Estas inversiones impulsaron el empleo en áreas como ingeniería civil, arquitectura y transporte, además de fomentar la industria de materiales de construcción.
Sin embargo, la creciente urbanización también trajo desafíos ambientales, un aspecto que, desde los años 70, ha sido abordado con mayor seriedad por organismos internacionales, como las Naciones Unidas, que en 1992 realizaron la Conferencia de las Naciones Unidas sobre Medio Ambiente y Desarrollo, destacando la necesidad de soluciones sostenibles.
El escenario actual

En los últimos años, la infraestructura se ha transformado profundamente. Las ciudades continúan creciendo rápidamente, exigiendo soluciones más inteligentes y sostenibles.
Al mismo tiempo, los impactos ambientales fuerzan a gobiernos y empresas a repensar sus modelos de construcción, consumo de energía y movilidad.
Con el avance de la tecnología, la digitalización ha llegado a la infraestructura. Hoy, ya se habla de “infraestructura inteligente”, donde sensores, software y redes digitales monitorean puentes, túneles y edificios en tiempo real.
El concepto de ciudades inteligentes – donde todo está conectado, automatizado y es eficiente – ha ganado terreno en proyectos urbanísticos alrededor del mundo.
De acuerdo con el Foro Económico Mundial, más del 50% de las ciudades globales planean implementar tecnologías inteligentes para 2030, una estrategia que ya está en marcha en ciudades como Barcelona y Cingapura, que utilizan tecnología para monitoreo ambiental y tráfico.
Además, el aumento de las tecnologías emergentes, como la inteligencia artificial, Internet de las Cosas (IoT) y big data, está transformando la manera en que se recopilan y analizan los datos sobre infraestructuras.
Según el estudio «Global Infrastructure Outlook» de la OCDE (Organización para la Cooperación y el Desarrollo Económico), hasta 2030, la infraestructura mundial necesitará inversiones de US$ 94 billones, lo que destaca la creciente demanda de innovaciones en el sector.
En consecuencia, el futuro de la infraestructura está cada vez más vinculado a la innovación tecnológica, sostenibilidad y a la integración entre diferentes áreas del conocimiento.
Los cambios en el sector ofrecen, así, nuevas oportunidades para generar nuevos puestos de trabajo y transformar el mercado laboral, volviéndolo más dinámico y adaptable a las nuevas necesidades de la sociedad.
¿Qué esperar del futuro de la infraestructura?

El futuro de la infraestructura es, sin duda, una cuestión de adaptación continua.
El crecimiento poblacional, la escasez de recursos y el cambio climático exigen soluciones más eficientes y sostenibles.

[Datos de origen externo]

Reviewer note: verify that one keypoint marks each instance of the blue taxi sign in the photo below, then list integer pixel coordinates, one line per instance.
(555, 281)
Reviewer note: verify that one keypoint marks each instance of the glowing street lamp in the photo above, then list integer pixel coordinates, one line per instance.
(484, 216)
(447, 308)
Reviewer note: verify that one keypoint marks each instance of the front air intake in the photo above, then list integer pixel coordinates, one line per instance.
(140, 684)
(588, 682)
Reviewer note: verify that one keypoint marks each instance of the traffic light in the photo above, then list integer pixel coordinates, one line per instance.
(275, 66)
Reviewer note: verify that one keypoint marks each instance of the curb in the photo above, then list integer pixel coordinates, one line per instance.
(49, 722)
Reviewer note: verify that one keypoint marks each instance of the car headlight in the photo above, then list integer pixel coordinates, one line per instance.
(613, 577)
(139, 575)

En este contexto, el sector necesitará encontrar formas de reinventarse, tanto en términos de construcción como en términos de planeamiento urbano.
Por ejemplo, las construcciones del futuro necesitarán generar menos residuos, utilizar energías renovables, contar con sistemas de transporte más ecológicos y adoptar prácticas de planeamiento urbano más inteligentes.
La empresa holandesa Royal BAM Group, una de las pioneras en construcción sostenible, ya utiliza materiales ecológicos en sus obras y es un ejemplo de lo que está por venir.
Estas innovaciones permiten una construcción más rápida, barata y sostenible, alterando las dinámicas de producción y mano de obra.
De hecho, materiales sostenibles como hormigón reciclado, madera contralaminada y soluciones bioinspiradas están siendo explorados con cada vez más frecuencia.
Con esto, la tendencia es que la infraestructura del futuro se vuelva más sostenible y eficiente.
En el área de movilidad urbana, los cambios son inevitables.
Las metrópolis continúan creciendo, generando desafíos relacionados con el tráfico y la contaminación.
Como resultado, hay una creciente demanda por transporte público más eficiente, carriles para bicicletas integrados, así como coches eléctricos y autónomos.
El informe de 2023 de la Organización Mundial de la Salud (OMS) destaca que la contaminación del aire en las ciudades sigue siendo uno de los mayores problemas de salud pública en el mundo, impulsando la demanda por soluciones más limpias y sostenibles.